Obwohl man es den Nürnbergern auf diese Weise relativ leicht machte, in der Defensive stets in Überzahl zu bleiben, gelang es dennoch, die ein oder andere gefährliche Aktion zu kreieren. Immer wenn der Borussia eine Passstafette gelang, wackelte schnell auch die Club-Abwehr. Allerdings blieb es viel zu häufig beim Konjunktiv. Das bekannte Problem, viel Ballbesitz zu haben, zugleich aber zu wenig Handlungsschnelligkeit und Passsicherheit, trat in der entscheidenden Phase wieder einmal offen zu Tage.

 

 

 

Als besonders enttäuschend muss dabei die Spielweise nach dem verdienten Anschlusstreffer bezeichnet werden – obwohl der Mannschaft noch über eine halbe Stunde Zeit blieb, agierte man mit zunehmender Spielzeit immer kopfloser. Mit gutem Pressing und ansprechendem Kurzpasspiel hatte man die Nürnberger in den ersten zehn Minuten nach der Pause in der eigenen Hälfte gebunden und im Mittelfeld die Kontrolle übernommen – statt diesen Weg konsequent weiterzugehen, verfiel man in der Schlussphase in Hektik und versuchte es fast nur noch mit riskanten Bällen in die Spitze, von denen kaum einer einen Abnehmer fand. Die Folge: Nur bei Standards kam Borussia noch in die Nähe des gegnerischen Tores, während Nürnberg das Spiel wieder mehr und mehr kontrollieren konnte.

 


 

So war die Preisgabe eines möglichen Punktgewinns sicher nicht an fehlender Einsatzbereitschaft festzumachen – es scheint zuweilen eher an einem Plan B zu fehlen, um einen Gegner bei Rückstand besonders unter Druck setzen zu können. Ein Phänomen, das schon in den letzten beiden Jahren hin und wieder festzustellen war. Als wenig hilfreich erwiesen sich sicherlich auch die vielen Veränderungen, die Lucien Favre während des Spiels notgedrungen durchführen musste.

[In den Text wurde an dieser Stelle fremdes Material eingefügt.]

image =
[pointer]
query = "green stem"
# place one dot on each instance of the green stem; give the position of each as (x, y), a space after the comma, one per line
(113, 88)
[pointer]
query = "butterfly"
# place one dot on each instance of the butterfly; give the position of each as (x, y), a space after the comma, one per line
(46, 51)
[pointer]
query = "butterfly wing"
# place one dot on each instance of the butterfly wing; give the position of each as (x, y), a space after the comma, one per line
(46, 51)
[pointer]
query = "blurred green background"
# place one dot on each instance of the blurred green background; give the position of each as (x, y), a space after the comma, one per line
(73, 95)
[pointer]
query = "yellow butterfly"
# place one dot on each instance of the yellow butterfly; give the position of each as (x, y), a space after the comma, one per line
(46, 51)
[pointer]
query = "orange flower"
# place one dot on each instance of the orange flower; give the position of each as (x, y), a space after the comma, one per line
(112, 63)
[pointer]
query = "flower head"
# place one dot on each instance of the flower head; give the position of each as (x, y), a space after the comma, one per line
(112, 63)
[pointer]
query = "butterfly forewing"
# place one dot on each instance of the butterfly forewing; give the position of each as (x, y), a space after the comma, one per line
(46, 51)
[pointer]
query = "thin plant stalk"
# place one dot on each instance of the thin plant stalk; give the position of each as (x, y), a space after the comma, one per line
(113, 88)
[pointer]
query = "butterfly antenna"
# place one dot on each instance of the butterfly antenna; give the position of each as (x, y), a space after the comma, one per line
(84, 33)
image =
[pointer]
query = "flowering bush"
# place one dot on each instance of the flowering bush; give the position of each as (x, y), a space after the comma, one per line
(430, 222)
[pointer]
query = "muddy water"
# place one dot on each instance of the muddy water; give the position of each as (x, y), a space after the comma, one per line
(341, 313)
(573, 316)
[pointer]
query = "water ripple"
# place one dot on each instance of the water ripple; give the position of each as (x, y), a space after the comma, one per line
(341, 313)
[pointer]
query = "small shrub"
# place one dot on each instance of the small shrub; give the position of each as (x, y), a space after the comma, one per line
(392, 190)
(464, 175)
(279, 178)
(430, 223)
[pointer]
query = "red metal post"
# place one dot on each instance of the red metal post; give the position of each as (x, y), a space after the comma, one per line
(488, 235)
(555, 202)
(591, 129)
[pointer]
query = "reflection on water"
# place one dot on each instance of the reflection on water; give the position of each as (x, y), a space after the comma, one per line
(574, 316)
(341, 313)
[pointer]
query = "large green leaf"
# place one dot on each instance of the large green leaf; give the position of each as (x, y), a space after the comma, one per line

Der eingewechselte Mlapa, der zunächst für einigen Schwung sorgte, musste zehn Minuten vor Schluss mit Muskelfaserriss wieder ausgewechselt werden. Der wiedergenesene Alexander Ring durfte sich für angeschlagenen Marx auf der Sechserposition probieren, wo seit der Auswechslung Rupps nun Tolga Cigerci den zweite Mann gab. Insgesamt wohl einfach zu viele unvorhergesehene Vorfälle für eine Mannschaft, die sich noch sichtlich in der Entwicklung befindet – und sich nach wie vor an den veränderten Spielstil gewöhnen muss.

 

 

 

Für Trainer und Mannschaft bleibt weiterhin einiges zu tun, um am Ende der Saison erneut unter den ersten Sechs der Bundesliga landen zu können. Die Ausgangssituation dafür war vor Nürnberg blendend und bleibt trotz der Niederlage mehr als ordentlich – wenn man gegen die schweren Aufgaben der nächsten Wochen bestehen kann. Es ist nicht unwahrscheinlich, dass im Monat Februar eine Vorentscheidung fallen wird, wo für Borussia die Reise hingeht: Leverkusen und Dortmund sind zu Gast, auswärts warten der HSV und Frankfurt, dazu stehen die beiden Europa-League-Partien gegen Lazio Rom an.


Andererseits: Haben wir Anhänger uns nicht jahrelang genau solche Aussichten gewünscht?